The complete collection of the composer and maestro Antônio Carlos Jobim (1927-1994) is inside the Botanical Garden of Rio de Janeiro. The place was chosen to house the musician's memory for the love that Tom Jobim always showed for what he called "my beloved Botanical Garden". Besides the original and digitized collection, the space maintains a permanent exhibition with photos, original scores, personal objects and videos of the composer's presentations. The Institute develops projects for cataloging, preserving and making digital collections available to other artists, such as Lucio Costa, Dorival Caymmi, Chico Buarque and Gilberto Gil.
It is said that in 1829 the imperial palm trees began to bear fruit in the Botanical Garden. At that time, the species was a symbol of prestige in the Empire, given as a gift by the emperor as a form of recognition, and became very disputed. Intending to control the cultivation, the director of the Botanical Garden ordered that, every year, all the seeds should be burned. It turns out that the enslaved and the newly freedmen who worked in the garden found that selling the seeds through the smuggling market was a possibility of financial accumulation. The result: there is imperial palm tree everywhere…
The bad news is that the first coffee brew arrived in Brazil in a history composed of components that only love can explain: the military Francisco Palheta led a mission in 1727 to appease disputes with neighboring French Guiana. However, the real aim was to look for coffee beans, treasure of rare Ethiopian origin in the Americas of the early eighteenth century. Gallant and seductive, Palheta would have managed to get the French governor's wife to give him the seeds clandestinely, hidden in a bouquet of flowers, without letting her husband and all of France notice. A century later, coffee became the main export product of the country, putting Brazil on the map of the agricultural powers
The first migration of Chinese people to Brazil happened with the aim of stimulating and developing tea production. Around 1812, D. João VI encouraged this immigration for the cultivation of Camellia sinensis, a plant of Chinese origin from which so-called black tea is produced. The Botanical Garden was chosen as one of the plantation sites, but the business did not go forward. The Chinese who came were not farmers and there was the language barrier, interpreted as an artifice to hide the secrets in cultivation, which declined in the following decades.
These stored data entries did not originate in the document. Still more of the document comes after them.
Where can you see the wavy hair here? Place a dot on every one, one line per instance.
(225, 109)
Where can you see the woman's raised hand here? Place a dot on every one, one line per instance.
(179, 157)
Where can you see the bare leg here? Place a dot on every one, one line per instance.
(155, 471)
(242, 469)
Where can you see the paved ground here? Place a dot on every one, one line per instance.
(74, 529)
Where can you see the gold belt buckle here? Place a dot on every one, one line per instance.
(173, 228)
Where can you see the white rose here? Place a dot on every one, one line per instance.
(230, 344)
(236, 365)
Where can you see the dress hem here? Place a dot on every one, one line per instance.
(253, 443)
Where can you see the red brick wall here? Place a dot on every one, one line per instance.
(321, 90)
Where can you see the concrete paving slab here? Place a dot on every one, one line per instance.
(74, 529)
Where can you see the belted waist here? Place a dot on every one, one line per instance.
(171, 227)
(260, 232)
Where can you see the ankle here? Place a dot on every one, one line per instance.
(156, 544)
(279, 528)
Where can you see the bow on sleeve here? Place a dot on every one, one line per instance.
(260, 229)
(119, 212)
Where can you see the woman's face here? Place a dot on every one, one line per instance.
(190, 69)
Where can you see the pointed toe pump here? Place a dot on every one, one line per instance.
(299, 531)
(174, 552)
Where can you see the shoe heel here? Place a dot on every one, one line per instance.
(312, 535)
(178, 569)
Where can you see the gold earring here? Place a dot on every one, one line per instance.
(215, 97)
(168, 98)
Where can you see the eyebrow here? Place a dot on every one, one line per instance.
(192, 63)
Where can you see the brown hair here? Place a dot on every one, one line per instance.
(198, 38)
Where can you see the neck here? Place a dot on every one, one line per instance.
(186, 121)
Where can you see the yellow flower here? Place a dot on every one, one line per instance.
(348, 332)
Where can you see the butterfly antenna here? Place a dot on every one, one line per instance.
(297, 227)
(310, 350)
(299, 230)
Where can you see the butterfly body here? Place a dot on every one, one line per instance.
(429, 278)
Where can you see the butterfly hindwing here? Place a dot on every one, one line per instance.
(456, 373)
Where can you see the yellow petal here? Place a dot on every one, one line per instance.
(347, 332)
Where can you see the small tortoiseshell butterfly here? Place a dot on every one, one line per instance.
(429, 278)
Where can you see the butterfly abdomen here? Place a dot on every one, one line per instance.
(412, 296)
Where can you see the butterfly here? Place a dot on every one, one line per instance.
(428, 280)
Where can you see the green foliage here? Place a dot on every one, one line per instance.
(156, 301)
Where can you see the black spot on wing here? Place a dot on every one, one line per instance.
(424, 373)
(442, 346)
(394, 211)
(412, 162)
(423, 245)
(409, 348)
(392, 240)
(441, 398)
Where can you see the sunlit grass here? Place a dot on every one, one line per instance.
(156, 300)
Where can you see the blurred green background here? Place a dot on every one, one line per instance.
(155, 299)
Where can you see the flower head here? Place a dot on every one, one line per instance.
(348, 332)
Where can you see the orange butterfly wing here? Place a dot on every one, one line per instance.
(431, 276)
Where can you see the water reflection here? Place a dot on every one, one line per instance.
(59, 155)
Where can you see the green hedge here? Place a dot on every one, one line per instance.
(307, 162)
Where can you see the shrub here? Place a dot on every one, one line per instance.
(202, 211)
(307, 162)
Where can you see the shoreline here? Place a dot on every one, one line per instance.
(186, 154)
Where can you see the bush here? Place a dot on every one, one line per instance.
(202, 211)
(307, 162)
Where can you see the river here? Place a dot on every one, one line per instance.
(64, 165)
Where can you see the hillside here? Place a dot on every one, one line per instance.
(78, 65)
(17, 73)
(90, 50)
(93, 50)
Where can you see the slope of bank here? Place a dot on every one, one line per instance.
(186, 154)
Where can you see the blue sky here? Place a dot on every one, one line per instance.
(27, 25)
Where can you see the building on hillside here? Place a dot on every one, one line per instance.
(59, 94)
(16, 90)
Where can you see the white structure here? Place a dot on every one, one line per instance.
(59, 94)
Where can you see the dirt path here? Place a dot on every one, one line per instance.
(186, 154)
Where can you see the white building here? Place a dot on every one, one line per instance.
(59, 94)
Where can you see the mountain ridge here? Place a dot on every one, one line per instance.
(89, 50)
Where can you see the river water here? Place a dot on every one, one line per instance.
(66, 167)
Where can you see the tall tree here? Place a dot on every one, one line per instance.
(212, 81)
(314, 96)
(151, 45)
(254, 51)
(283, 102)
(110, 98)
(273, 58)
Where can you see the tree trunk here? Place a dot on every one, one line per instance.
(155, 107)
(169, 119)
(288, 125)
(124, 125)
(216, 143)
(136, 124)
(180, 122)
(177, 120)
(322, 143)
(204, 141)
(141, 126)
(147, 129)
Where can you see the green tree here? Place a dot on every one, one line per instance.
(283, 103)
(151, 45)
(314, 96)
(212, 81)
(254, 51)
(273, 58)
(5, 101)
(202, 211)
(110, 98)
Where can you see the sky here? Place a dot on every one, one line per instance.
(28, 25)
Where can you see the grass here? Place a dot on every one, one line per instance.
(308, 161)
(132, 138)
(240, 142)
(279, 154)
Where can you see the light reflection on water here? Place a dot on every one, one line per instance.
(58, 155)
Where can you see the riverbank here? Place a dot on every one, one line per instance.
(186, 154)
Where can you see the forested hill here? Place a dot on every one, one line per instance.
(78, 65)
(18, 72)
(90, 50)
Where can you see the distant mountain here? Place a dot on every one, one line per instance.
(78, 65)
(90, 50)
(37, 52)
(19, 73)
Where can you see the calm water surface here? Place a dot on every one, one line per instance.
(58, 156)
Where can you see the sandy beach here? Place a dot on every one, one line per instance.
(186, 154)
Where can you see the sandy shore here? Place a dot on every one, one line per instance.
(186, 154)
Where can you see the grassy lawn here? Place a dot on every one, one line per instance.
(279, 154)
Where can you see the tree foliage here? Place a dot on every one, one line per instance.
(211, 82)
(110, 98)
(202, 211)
Right next to the Botanical Garden, the residential complex between Mestre Joviniano and Estela streets can be considered a small piece preserved from the end of the 19th century. Part of the 220 houses of the working village built on the land of the former Chácara do Algodão underwent a recent revitalization process. The façades that had been decharacterized recovered the original layout, when they were erected for the families of employees of the Company of Wiring and Weaving Carioca and of the Company of Sanitation. It is a cohesive architectural complex, of rare harmony and vitality, that presents angles, perspectives and picturesque nooks and crannies. A valuable document of the history of Rio's manufacturing industry, which existed before the real estate valuation of the neighborhood. Today, some houses are open to visitors such as bars, restaurants and artist studios.